The Correct Option is B

Step 1: Coordinates of Focus and Point on Parabola:
Parabola: \(y^2 = 12x \implies 4a = 12 \implies a = 3\). Focus \(S(3, 0)\). Let \(P(at^2, 2at) = (3t^2, 6t)\) be any point on the parabola.
Step 2: Apply Section Formula:
Let \(Q(h, k)\) be the point dividing \(SP\) in the ratio \(m:n\). \[ h = \frac{m(x_P) + n(x_S)}{m+n} = \frac{m(3t^2) + n(3)}{m+n} \] \[ k = \frac{m(y_P) + n(y_S)}{m+n} = \frac{m(6t) + n(0)}{m+n} = \frac{6mt}{m+n} \]
Step 3: Eliminate Parameter t:
From the k-equation: \(t = \frac{k(m+n)}{6m}\).
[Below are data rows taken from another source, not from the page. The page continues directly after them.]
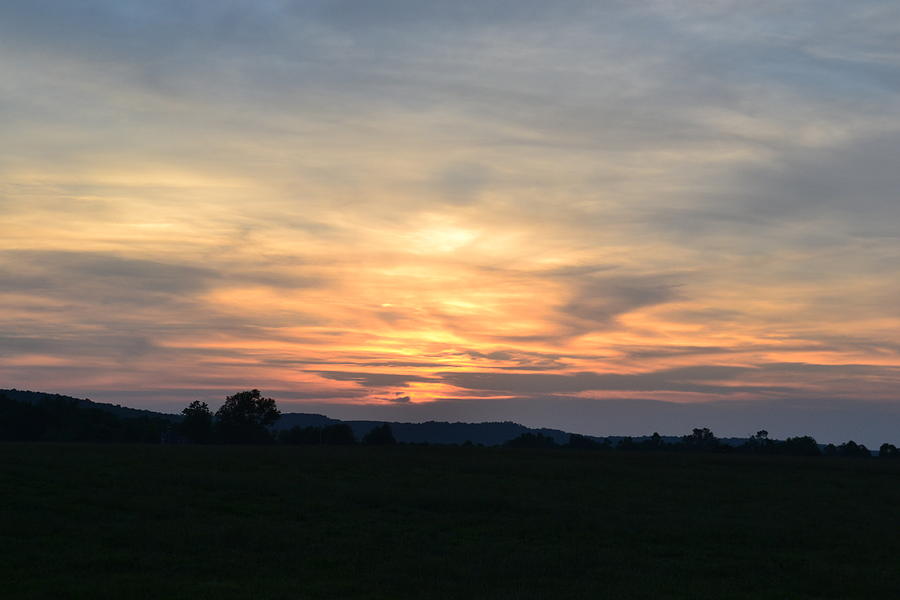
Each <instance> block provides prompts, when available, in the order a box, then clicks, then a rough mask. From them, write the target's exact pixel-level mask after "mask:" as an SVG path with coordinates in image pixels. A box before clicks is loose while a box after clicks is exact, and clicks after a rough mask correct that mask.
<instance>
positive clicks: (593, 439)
mask: <svg viewBox="0 0 900 600" xmlns="http://www.w3.org/2000/svg"><path fill="white" fill-rule="evenodd" d="M608 447H609V446H608V445H606V444H604V443H601V442H598V441H597V440H595V439H592V438H589V437H588V436H586V435H580V434H577V433H570V434H569V441H568V443H566V448H573V449H576V450H603V449H606V448H608Z"/></svg>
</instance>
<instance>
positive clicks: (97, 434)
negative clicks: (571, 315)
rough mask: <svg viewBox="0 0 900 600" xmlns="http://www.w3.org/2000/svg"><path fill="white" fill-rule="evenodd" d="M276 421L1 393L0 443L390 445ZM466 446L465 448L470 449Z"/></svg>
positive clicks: (761, 447) (898, 452)
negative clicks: (169, 413) (170, 412)
mask: <svg viewBox="0 0 900 600" xmlns="http://www.w3.org/2000/svg"><path fill="white" fill-rule="evenodd" d="M280 417H281V412H280V411H279V410H278V407H277V405H276V402H275V400H273V399H272V398H266V397H264V396H263V395H262V394H261V393H260V391H259V390H256V389H254V390H248V391H243V392H239V393H237V394H234V395H233V396H228V397H227V398H226V399H225V402H224V403H223V404H222V406H221V407H220V408H219V409H218V410H216V411H215V412H213V411H212V410H210V408H209V405H207V404H206V403H205V402H199V401H194V402H191V403H190V404H189V405H188V406H187V407H185V408H184V409H183V410H182V411H181V419H180V421H179V422H177V423H176V422H173V421H172V420H171V419H170V418H166V417H163V416H160V417H150V416H141V417H131V418H124V417H118V416H116V415H114V414H112V413H110V412H108V411H106V410H103V409H102V408H98V407H92V406H83V405H80V404H79V403H78V401H77V400H75V399H73V398H66V397H63V396H59V397H50V398H46V399H44V400H43V401H42V402H40V403H36V404H32V403H29V402H20V401H16V400H13V399H10V398H8V397H6V396H5V395H3V394H0V441H57V442H143V443H156V442H160V441H162V442H167V443H194V444H273V443H281V444H294V445H319V444H322V445H353V444H357V443H361V444H366V445H392V444H396V443H397V441H396V439H395V438H394V434H393V431H392V430H391V426H390V425H389V424H387V423H384V424H382V425H378V426H376V427H374V428H373V429H372V430H371V431H369V432H368V433H366V434H365V435H364V436H363V437H362V439H360V440H357V439H356V436H355V434H354V433H353V430H352V429H351V428H350V426H349V425H347V424H346V423H337V424H333V425H326V426H323V427H300V426H296V427H292V428H290V429H285V430H282V431H280V432H276V431H275V430H274V429H273V425H274V424H275V423H276V422H277V421H278V419H279V418H280ZM464 445H471V444H470V443H468V444H464ZM504 445H505V446H507V447H510V448H570V449H578V450H615V451H644V452H657V451H670V452H671V451H674V452H721V453H725V452H727V453H743V454H763V455H765V454H770V455H789V456H841V457H851V458H868V457H871V456H872V453H871V452H870V451H869V449H868V448H866V446H865V445H863V444H858V443H856V442H854V441H852V440H851V441H848V442H845V443H843V444H839V445H835V444H828V445H826V446H824V447H822V446H820V445H819V444H818V443H817V442H816V440H815V439H813V438H812V437H810V436H799V437H790V438H787V439H786V440H774V439H771V438H770V437H769V433H768V432H767V431H765V430H761V431H758V432H756V433H755V434H753V435H751V436H749V437H748V438H747V440H746V441H745V442H744V443H743V444H740V445H737V446H734V445H730V444H726V443H724V442H722V441H721V440H719V439H718V438H717V437H716V436H715V434H713V432H712V431H710V430H709V429H708V428H705V427H703V428H695V429H693V430H692V431H691V433H689V434H687V435H684V436H682V437H681V438H680V439H678V440H677V441H675V442H672V441H667V440H665V439H664V438H663V437H662V436H660V435H659V433H654V434H653V435H652V436H650V437H648V438H645V439H640V440H635V439H634V438H632V437H624V438H621V439H620V440H618V441H617V442H616V443H613V442H611V441H610V440H609V439H602V440H598V439H595V438H592V437H588V436H584V435H579V434H570V435H569V438H568V441H567V442H566V443H564V444H558V443H557V442H556V441H555V440H554V439H553V438H552V437H550V436H547V435H544V434H541V433H523V434H522V435H520V436H518V437H516V438H514V439H511V440H509V441H508V442H506V443H505V444H504ZM878 456H879V457H880V458H895V459H900V450H898V448H897V447H896V446H894V445H893V444H888V443H884V444H882V445H881V447H880V448H879V452H878Z"/></svg>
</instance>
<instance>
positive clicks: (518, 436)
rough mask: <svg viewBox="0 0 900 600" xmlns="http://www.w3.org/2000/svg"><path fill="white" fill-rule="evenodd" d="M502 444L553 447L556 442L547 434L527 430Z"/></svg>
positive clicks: (521, 446)
mask: <svg viewBox="0 0 900 600" xmlns="http://www.w3.org/2000/svg"><path fill="white" fill-rule="evenodd" d="M503 445H504V446H506V447H508V448H555V447H556V442H555V441H554V440H553V438H552V437H550V436H549V435H544V434H543V433H530V432H529V433H523V434H522V435H520V436H518V437H514V438H513V439H511V440H508V441H507V442H506V443H505V444H503Z"/></svg>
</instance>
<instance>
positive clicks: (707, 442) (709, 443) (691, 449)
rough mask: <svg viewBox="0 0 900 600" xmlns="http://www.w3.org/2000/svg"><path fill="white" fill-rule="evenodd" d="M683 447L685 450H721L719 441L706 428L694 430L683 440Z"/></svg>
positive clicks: (684, 438) (710, 432)
mask: <svg viewBox="0 0 900 600" xmlns="http://www.w3.org/2000/svg"><path fill="white" fill-rule="evenodd" d="M681 444H682V447H683V448H684V449H685V450H705V451H709V450H717V449H719V440H718V438H716V436H715V435H714V434H713V432H712V431H710V430H709V429H708V428H706V427H702V428H694V430H693V431H692V432H691V433H690V434H688V435H685V436H682V438H681Z"/></svg>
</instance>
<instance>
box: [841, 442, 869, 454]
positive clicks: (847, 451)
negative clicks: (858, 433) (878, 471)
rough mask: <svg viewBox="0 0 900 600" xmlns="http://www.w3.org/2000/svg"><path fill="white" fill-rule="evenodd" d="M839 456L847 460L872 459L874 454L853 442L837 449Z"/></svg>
mask: <svg viewBox="0 0 900 600" xmlns="http://www.w3.org/2000/svg"><path fill="white" fill-rule="evenodd" d="M837 453H838V456H843V457H846V458H872V453H871V452H869V449H868V448H866V447H865V446H863V445H862V444H857V443H856V442H854V441H853V440H850V441H849V442H847V443H845V444H841V445H840V446H838V448H837Z"/></svg>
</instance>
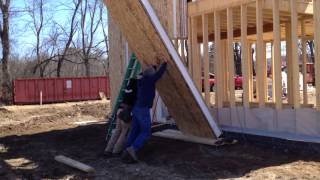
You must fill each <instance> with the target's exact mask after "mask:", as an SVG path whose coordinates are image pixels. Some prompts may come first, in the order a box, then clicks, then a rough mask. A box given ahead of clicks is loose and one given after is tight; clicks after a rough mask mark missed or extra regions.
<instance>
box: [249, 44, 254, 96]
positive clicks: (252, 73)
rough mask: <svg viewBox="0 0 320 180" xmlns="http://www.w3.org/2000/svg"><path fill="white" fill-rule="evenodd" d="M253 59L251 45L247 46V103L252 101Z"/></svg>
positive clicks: (251, 48) (252, 92) (251, 44)
mask: <svg viewBox="0 0 320 180" xmlns="http://www.w3.org/2000/svg"><path fill="white" fill-rule="evenodd" d="M252 61H253V58H252V43H251V42H250V43H249V46H248V63H249V102H252V101H253V100H254V96H253V92H254V89H253V62H252Z"/></svg>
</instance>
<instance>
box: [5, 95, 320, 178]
mask: <svg viewBox="0 0 320 180" xmlns="http://www.w3.org/2000/svg"><path fill="white" fill-rule="evenodd" d="M108 111H110V106H109V102H107V101H94V102H82V103H66V104H53V105H44V106H41V107H40V106H10V107H0V179H1V180H2V179H320V152H318V153H314V152H313V153H310V152H309V151H300V152H299V151H298V152H297V151H292V150H291V149H288V148H273V147H272V146H262V145H257V144H252V143H249V142H246V141H240V142H239V143H238V144H236V145H229V146H220V147H211V146H205V145H199V144H192V143H184V142H180V141H174V140H168V139H161V138H155V137H152V138H151V139H150V141H149V142H148V143H147V144H146V145H145V147H144V148H143V150H142V151H141V152H140V157H141V162H140V163H139V164H134V165H126V164H122V163H121V161H120V160H119V158H110V159H106V158H104V157H103V156H102V155H101V153H102V151H103V148H104V146H105V135H106V124H105V121H104V117H105V115H106V114H107V112H108ZM60 154H61V155H65V156H68V157H71V158H73V159H76V160H79V161H81V162H84V163H86V164H88V165H90V166H93V167H94V168H95V169H96V172H95V173H93V174H86V173H83V172H81V171H78V170H75V169H72V168H69V167H67V166H65V165H63V164H60V163H58V162H55V161H54V156H56V155H60Z"/></svg>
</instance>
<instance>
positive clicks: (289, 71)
mask: <svg viewBox="0 0 320 180" xmlns="http://www.w3.org/2000/svg"><path fill="white" fill-rule="evenodd" d="M291 44H292V36H291V23H286V61H287V67H286V69H287V99H288V104H290V105H292V104H293V96H292V94H293V93H292V49H291Z"/></svg>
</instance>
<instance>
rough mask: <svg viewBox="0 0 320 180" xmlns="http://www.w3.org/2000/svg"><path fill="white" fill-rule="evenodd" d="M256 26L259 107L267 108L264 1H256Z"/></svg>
mask: <svg viewBox="0 0 320 180" xmlns="http://www.w3.org/2000/svg"><path fill="white" fill-rule="evenodd" d="M256 16H257V17H256V21H257V22H256V24H257V44H256V54H257V58H256V62H257V68H256V71H257V74H258V78H257V79H258V83H259V84H257V86H256V87H257V90H258V91H259V93H258V101H259V107H264V106H265V88H264V87H265V86H264V80H263V79H264V75H263V74H264V72H263V66H264V65H263V63H264V57H263V51H264V50H263V47H264V46H263V9H262V0H257V1H256Z"/></svg>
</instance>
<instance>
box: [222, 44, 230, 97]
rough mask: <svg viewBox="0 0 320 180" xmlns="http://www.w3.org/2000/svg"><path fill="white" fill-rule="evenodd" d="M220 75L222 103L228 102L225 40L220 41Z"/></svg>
mask: <svg viewBox="0 0 320 180" xmlns="http://www.w3.org/2000/svg"><path fill="white" fill-rule="evenodd" d="M220 67H221V68H220V69H221V74H222V80H221V82H222V97H223V102H228V101H229V96H228V83H227V82H228V75H227V73H228V66H227V40H221V66H220Z"/></svg>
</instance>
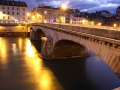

Substitute into the h-equation: \[ h = \frac{3m}{m+n} \left( \frac{k(m+n)}{6m} \right)^2 + \frac{3n}{m+n} \] \[ h - \frac{3n}{m+n} = \frac{3m}{m+n} \cdot \frac{k^2 (m+n)^2}{36m^2} \] \[ h - \frac{3n}{m+n} = \frac{k^2 (m+n)}{12m} \] Rearranging to form \(Y^2 = 4AX\): \[ k^2 = \frac{12m}{m+n} \left( h - \frac{3n}{m+n} \right) \]
Step 4: Identify Latus Rectum:
The equation is of the form \(y^2 = 4A(x - x_0)\). The length of the latus rectum is the coefficient \(4A\). \[ \text{Length of LR} = \frac{12m}{m+n} \]